After all, he had parted ways with the seminal Bay Area country-rock band as they ran out of steam more than 20 years before, after having been a key part of the group through the 10 years of their heyday. And he was reasonably content as an in-demand session player in New York, where he had found a new creative outlet hosting Jam On, on the Sirius satellite radio service's jam-band channel."
I hadn't heard anybody in the promotional area suggest any kind of money figure that was anything less than insulting," he continues, "so I wasn't really interested."
But since Cage is calling from aboard an NRPS tour bus that's crossing Pennsylvania, it's obvious that something changed his mind. Call it a "what the hell" epiphany.
Pondering the possibility, Cage checked in with founding Rider David Nelson and discovered that former Grateful Dead bassist Phil Lesh had "cannibalized" Nelson's Northern California band for a while. "So Nelson was kinda doing nothing," Cage says, picking up the tale, "and I was doing radio, so I said, 'Jesus, Nelson, you feel like doing this for a while, for a couple of tours?'" He did, and soon the new New Riders (Ronnie Penque and Johnny Markowski, both from a group called Stir Fried, on bass and drums, respectively, plus former Hot Tuna sideman Michael Falzarano on guitar) were up and, well, riding again. They play Petaluma's Mystic Theater on Nov. 24.

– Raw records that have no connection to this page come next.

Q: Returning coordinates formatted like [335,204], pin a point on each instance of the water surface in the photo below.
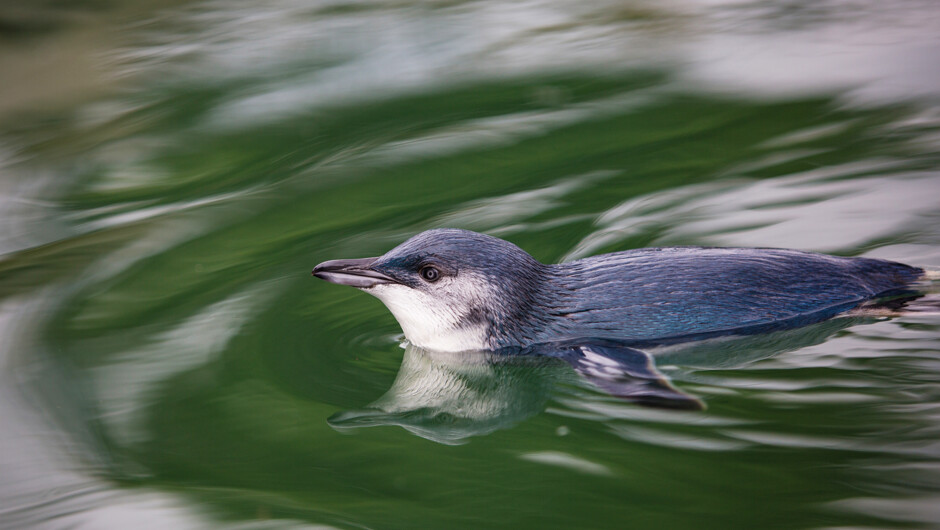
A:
[172,170]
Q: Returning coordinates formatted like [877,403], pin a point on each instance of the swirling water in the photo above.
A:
[172,170]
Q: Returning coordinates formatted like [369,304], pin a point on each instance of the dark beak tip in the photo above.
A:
[353,272]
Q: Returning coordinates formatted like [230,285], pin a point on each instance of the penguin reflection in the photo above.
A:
[448,397]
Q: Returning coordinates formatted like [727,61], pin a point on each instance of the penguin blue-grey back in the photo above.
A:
[459,290]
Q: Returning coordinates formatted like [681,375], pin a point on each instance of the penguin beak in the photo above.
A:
[353,272]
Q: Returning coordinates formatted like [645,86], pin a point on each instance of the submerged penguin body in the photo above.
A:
[455,290]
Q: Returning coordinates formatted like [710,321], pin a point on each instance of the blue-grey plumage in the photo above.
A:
[457,290]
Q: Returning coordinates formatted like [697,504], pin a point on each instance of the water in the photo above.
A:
[172,170]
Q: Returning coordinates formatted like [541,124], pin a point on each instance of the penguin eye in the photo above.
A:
[430,273]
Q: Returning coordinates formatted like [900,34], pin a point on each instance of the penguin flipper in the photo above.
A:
[624,372]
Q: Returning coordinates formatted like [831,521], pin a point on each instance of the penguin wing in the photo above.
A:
[621,371]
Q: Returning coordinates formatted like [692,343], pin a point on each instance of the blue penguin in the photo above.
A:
[454,290]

"The three guys who came in to join Nelson and me, they picked all their favorite New Riders tunes to do, so we could go out and work," Cage says. "It worked, and younger people started coming to these New Riders gigs, who were, like, in their 20s. And they knew the words!"

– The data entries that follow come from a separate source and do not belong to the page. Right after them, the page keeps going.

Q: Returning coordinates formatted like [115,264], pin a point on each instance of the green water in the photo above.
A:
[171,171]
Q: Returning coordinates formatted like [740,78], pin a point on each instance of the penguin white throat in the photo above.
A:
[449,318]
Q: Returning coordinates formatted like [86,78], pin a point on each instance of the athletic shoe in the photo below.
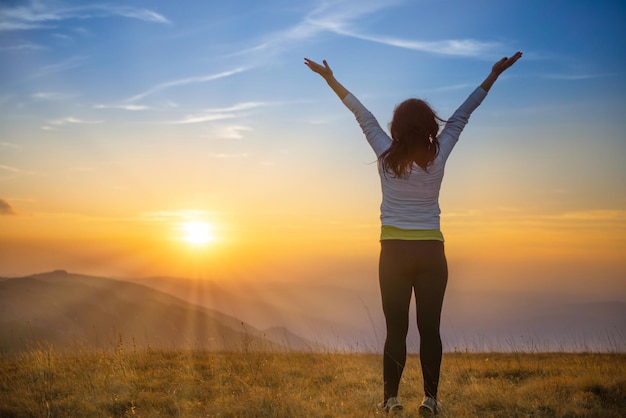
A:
[391,405]
[429,407]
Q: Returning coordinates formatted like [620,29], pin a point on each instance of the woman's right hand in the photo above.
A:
[324,70]
[499,67]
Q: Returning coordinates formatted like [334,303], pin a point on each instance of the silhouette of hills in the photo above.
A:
[72,310]
[65,309]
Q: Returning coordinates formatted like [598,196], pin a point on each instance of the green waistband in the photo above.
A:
[392,232]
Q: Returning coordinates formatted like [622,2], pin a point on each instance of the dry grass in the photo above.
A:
[152,383]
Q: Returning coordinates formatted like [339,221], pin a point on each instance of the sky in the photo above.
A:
[144,138]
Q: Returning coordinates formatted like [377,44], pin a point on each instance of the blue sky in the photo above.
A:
[117,111]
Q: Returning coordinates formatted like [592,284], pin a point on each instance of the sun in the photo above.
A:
[197,232]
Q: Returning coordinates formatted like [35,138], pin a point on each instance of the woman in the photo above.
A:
[412,258]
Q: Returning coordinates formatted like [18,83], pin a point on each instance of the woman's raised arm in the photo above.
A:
[327,74]
[498,68]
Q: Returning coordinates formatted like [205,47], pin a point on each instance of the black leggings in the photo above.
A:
[406,267]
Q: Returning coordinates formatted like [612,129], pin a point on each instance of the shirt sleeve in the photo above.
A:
[449,136]
[375,135]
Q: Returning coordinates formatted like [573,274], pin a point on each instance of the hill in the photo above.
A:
[71,310]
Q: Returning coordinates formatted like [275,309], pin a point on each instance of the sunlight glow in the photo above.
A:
[197,233]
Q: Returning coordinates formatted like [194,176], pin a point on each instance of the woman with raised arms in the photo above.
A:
[411,163]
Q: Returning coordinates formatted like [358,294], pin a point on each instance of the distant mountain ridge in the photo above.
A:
[72,310]
[219,313]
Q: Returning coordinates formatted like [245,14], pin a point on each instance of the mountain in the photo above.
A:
[71,311]
[349,316]
[219,313]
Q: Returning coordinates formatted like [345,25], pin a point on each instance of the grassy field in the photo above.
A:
[153,383]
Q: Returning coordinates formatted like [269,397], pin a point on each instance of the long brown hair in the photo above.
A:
[414,129]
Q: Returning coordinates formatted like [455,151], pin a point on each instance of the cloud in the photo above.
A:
[185,81]
[210,115]
[131,107]
[50,96]
[5,208]
[38,15]
[24,46]
[342,18]
[458,47]
[52,124]
[577,77]
[68,64]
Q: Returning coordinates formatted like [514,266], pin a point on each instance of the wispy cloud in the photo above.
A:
[6,208]
[210,115]
[225,156]
[38,15]
[56,123]
[458,47]
[577,77]
[68,64]
[51,96]
[342,18]
[129,106]
[15,170]
[23,46]
[185,81]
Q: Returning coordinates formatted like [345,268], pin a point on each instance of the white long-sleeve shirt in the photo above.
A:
[412,203]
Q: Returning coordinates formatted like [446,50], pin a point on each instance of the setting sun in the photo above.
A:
[197,232]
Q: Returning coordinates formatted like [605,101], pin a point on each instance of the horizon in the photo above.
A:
[149,139]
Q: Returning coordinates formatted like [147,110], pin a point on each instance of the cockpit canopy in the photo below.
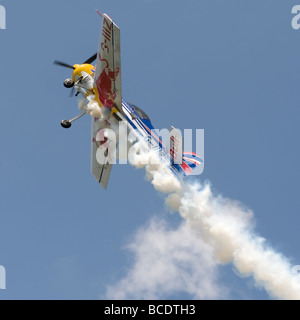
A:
[140,112]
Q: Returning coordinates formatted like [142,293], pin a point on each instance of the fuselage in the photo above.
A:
[138,120]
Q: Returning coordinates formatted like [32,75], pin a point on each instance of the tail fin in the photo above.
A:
[183,162]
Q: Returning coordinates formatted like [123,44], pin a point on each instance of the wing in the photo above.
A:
[175,147]
[108,66]
[101,155]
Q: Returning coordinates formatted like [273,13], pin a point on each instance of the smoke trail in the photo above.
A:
[227,226]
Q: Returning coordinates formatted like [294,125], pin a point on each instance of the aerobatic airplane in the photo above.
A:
[102,85]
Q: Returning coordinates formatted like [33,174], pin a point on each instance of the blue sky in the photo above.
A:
[230,68]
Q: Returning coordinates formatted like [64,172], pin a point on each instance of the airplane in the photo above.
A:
[101,84]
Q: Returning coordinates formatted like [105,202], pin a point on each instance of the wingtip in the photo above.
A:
[100,14]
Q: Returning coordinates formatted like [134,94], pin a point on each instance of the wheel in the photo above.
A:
[66,124]
[69,83]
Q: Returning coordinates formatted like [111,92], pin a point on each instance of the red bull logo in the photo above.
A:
[105,84]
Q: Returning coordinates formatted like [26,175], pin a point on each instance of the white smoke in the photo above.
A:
[228,228]
[166,261]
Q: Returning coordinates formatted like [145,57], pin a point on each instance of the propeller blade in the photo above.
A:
[91,59]
[63,64]
[72,93]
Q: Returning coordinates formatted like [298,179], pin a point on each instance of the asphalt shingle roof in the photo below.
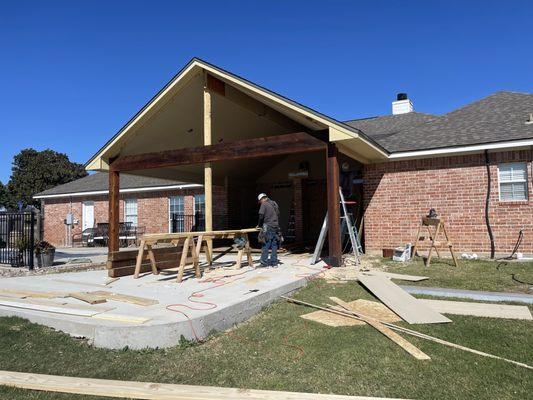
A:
[100,181]
[498,117]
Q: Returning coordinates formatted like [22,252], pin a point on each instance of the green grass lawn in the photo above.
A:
[278,350]
[474,275]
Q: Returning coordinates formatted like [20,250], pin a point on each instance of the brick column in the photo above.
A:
[298,209]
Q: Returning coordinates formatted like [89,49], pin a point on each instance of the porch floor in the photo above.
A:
[230,296]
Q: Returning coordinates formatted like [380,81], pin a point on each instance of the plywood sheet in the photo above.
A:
[60,309]
[401,302]
[479,309]
[370,308]
[401,277]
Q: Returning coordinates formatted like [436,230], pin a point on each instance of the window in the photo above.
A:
[176,210]
[130,211]
[199,204]
[512,179]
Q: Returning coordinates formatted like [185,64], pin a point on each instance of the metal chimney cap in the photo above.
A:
[401,96]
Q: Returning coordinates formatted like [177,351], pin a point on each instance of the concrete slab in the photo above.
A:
[217,301]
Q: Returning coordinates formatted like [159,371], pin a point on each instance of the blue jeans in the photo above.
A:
[271,243]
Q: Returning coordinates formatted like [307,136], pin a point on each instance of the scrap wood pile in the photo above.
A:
[55,302]
[398,306]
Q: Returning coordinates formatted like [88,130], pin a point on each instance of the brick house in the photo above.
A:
[209,126]
[151,204]
[473,165]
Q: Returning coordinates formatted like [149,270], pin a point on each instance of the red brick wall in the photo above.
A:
[398,194]
[152,211]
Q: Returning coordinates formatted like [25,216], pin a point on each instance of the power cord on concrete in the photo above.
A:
[503,261]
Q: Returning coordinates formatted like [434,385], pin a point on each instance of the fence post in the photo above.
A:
[32,240]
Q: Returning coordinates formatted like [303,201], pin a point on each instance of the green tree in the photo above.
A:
[34,171]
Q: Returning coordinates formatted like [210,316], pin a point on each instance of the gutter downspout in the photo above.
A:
[487,205]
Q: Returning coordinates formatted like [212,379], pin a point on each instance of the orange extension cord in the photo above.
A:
[220,281]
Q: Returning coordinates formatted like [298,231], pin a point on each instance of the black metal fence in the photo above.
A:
[17,238]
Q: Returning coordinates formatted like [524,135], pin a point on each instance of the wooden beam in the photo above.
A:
[334,217]
[150,390]
[114,211]
[243,100]
[208,172]
[299,142]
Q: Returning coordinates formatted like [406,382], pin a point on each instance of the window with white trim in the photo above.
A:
[199,204]
[130,211]
[176,211]
[512,180]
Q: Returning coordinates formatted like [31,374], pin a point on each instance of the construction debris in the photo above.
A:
[140,301]
[479,309]
[412,333]
[152,391]
[401,302]
[372,309]
[400,277]
[400,341]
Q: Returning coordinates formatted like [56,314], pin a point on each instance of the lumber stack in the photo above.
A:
[122,263]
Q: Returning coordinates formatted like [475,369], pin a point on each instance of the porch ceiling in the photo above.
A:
[174,120]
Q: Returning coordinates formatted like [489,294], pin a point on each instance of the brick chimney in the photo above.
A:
[402,105]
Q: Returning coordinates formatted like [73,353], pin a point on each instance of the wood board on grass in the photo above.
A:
[402,303]
[479,309]
[370,308]
[152,391]
[401,277]
[52,308]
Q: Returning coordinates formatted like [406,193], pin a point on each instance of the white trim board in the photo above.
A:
[132,190]
[509,145]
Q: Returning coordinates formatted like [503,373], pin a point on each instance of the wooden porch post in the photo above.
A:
[208,173]
[114,211]
[334,232]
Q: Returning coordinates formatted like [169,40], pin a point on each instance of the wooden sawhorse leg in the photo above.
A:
[183,261]
[139,260]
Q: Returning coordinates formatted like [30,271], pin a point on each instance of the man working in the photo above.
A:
[270,233]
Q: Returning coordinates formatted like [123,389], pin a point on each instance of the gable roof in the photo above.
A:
[98,183]
[310,117]
[499,117]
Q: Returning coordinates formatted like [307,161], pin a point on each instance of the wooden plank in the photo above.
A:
[81,312]
[132,254]
[31,293]
[401,302]
[140,301]
[372,309]
[90,298]
[129,270]
[144,261]
[401,277]
[334,228]
[58,304]
[400,341]
[152,391]
[208,171]
[268,146]
[479,309]
[114,211]
[413,333]
[181,235]
[121,318]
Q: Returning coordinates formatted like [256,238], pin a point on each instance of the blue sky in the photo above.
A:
[72,73]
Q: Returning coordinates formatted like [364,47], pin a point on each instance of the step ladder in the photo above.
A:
[347,224]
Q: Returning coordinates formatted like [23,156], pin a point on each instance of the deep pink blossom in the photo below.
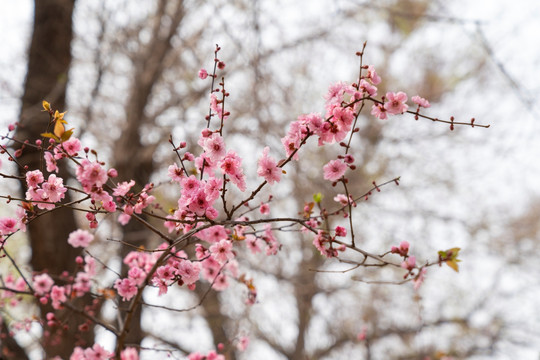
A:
[379,111]
[8,225]
[334,170]
[42,284]
[222,251]
[80,238]
[175,173]
[214,146]
[123,188]
[72,146]
[58,296]
[126,288]
[50,162]
[420,101]
[268,168]
[395,103]
[203,74]
[34,178]
[91,174]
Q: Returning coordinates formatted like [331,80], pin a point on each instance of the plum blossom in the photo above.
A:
[34,178]
[379,112]
[268,168]
[396,103]
[420,101]
[222,251]
[42,284]
[8,225]
[203,74]
[80,238]
[126,288]
[334,170]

It's been two years now, and the reliance on classic New Riders material—much of it written by John "Marmaduke" Dawson, whose failing health has taken him out of music altogether—is waning. These days, the set lists still include "some of the old catalogue of course," Cage says, "but some new tunes are coming in. Nelson's got quite a few."

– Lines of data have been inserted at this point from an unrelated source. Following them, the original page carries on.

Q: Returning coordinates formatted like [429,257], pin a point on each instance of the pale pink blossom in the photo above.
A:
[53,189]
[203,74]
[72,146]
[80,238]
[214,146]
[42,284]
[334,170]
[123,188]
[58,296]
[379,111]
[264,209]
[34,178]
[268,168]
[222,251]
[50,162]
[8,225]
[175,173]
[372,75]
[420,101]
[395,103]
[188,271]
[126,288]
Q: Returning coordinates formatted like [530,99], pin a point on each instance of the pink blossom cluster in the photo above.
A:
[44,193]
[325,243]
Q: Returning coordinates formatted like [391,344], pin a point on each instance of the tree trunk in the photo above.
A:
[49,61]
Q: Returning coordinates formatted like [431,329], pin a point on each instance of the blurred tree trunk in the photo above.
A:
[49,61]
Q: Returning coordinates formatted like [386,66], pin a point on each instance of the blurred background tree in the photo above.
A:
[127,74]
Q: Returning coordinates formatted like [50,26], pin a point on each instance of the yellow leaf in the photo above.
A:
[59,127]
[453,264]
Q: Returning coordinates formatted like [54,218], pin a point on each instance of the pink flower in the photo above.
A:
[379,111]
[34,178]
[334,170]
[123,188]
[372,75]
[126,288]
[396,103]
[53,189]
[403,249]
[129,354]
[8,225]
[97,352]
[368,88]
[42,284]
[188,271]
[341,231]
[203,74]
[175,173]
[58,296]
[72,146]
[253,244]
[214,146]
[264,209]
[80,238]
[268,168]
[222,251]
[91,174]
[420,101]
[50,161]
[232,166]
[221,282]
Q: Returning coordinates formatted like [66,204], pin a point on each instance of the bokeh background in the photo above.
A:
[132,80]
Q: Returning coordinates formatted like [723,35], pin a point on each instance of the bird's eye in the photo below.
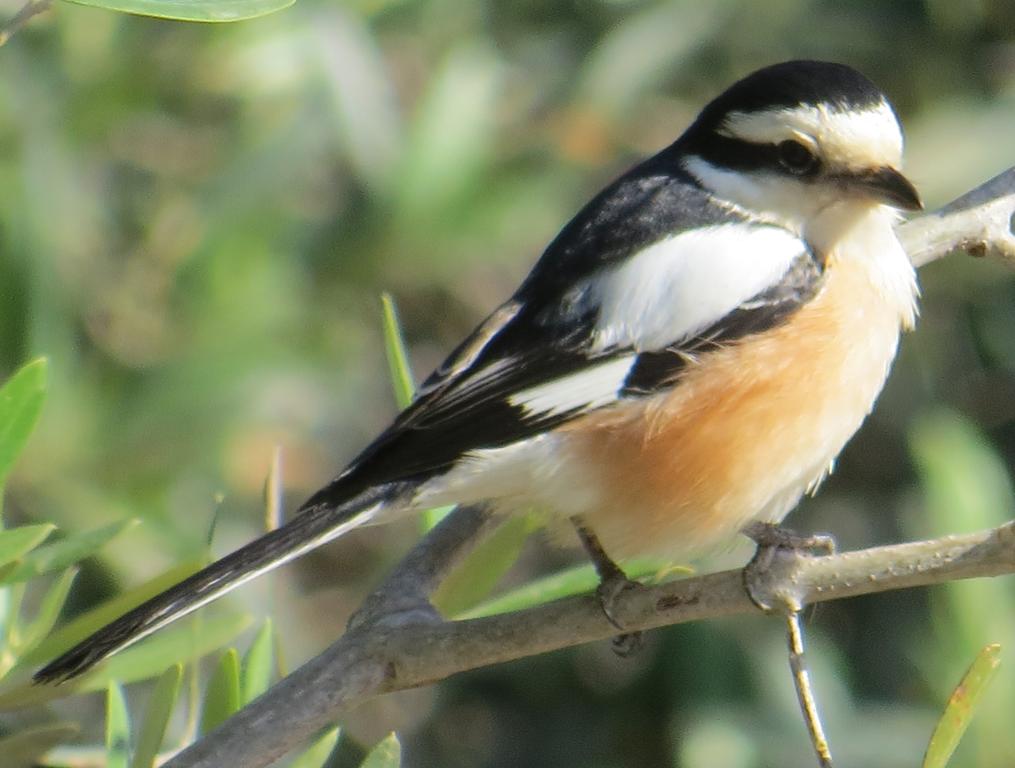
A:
[796,158]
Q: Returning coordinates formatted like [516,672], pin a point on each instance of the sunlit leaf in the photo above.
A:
[482,569]
[273,489]
[66,552]
[82,626]
[577,580]
[222,697]
[17,542]
[961,706]
[193,10]
[27,746]
[117,727]
[318,754]
[398,357]
[21,400]
[156,717]
[387,754]
[258,668]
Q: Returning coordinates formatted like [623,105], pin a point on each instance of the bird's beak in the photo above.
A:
[889,186]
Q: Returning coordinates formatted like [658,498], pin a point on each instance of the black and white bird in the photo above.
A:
[688,356]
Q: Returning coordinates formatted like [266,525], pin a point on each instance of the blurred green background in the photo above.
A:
[196,222]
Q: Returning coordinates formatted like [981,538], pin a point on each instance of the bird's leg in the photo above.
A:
[612,582]
[765,576]
[769,582]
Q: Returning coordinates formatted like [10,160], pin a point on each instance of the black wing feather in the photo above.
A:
[545,332]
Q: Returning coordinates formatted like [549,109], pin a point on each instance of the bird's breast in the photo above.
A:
[747,428]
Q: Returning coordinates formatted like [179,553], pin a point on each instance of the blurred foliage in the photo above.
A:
[196,222]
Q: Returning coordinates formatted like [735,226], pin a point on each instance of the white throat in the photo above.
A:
[864,234]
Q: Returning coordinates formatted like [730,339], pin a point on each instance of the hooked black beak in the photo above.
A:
[888,186]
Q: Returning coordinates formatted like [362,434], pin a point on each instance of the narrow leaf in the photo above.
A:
[319,752]
[82,626]
[472,581]
[258,669]
[171,645]
[66,552]
[27,746]
[273,492]
[222,697]
[156,717]
[577,580]
[17,542]
[49,610]
[398,357]
[193,10]
[20,403]
[117,727]
[388,754]
[961,706]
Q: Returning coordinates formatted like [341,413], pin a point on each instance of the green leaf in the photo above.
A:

A couple are showcased on the recently released double CD set N.R.P.S. Live, recorded last New Year's Eve at a New Jersey club fittingly called Mexicali Blues, which finds the band in fine form, stretching out on lengthy versions of "Garden of Eden," "Dirty Business" and Nelson's previously unreleased "Any Naked Eye.
"During these same two years, a much younger Buddy Cage has also been on public view in the long-lost documentary Festival Express, an intimate video portrait of a rolling rock festival onboard a trans-Canadian train in 1970. Along with the Band, the Dead, Janis Joplin, Buddy Guy and other notables, Cage was there with Ian and Sylvia Tyson and Great Speckled Bird.
Along the way, he recalls, he was recruited by Jerry Garcia to join NRPS. "Garcia knew that he couldn't any longer play the role of pedal-steel player for New Riders, and had broken the news to the band, like, 'Sorry guys, I've got to stick with my real job, and you guys are going to need a ringer, a real steel player.' And he heard me playing, and so he chose me."
It was an offer too good to refuse.
Back in the 21st century, the updated New Riders gradually found a collective capacity for musical exploration that has made extended improvisational segments—such as those on the new CD—an important part of their performances. But Cage resists calling that a change. "I see it moving in the way we always were," he says. "I see it evolving as something we've always done since 1970."
We never considered ourselves a jam band back then. But I see us as certainly fitting into it," Cage continues. "Everybody just keeps playing better and better all the time. Now we're able to go places where we can just pull things out of our hat. I like that a lot."
That's why we're all still together and still doing it," he concludes. "As for whether we can make it go on for a few more years, that's just up to the whims of change."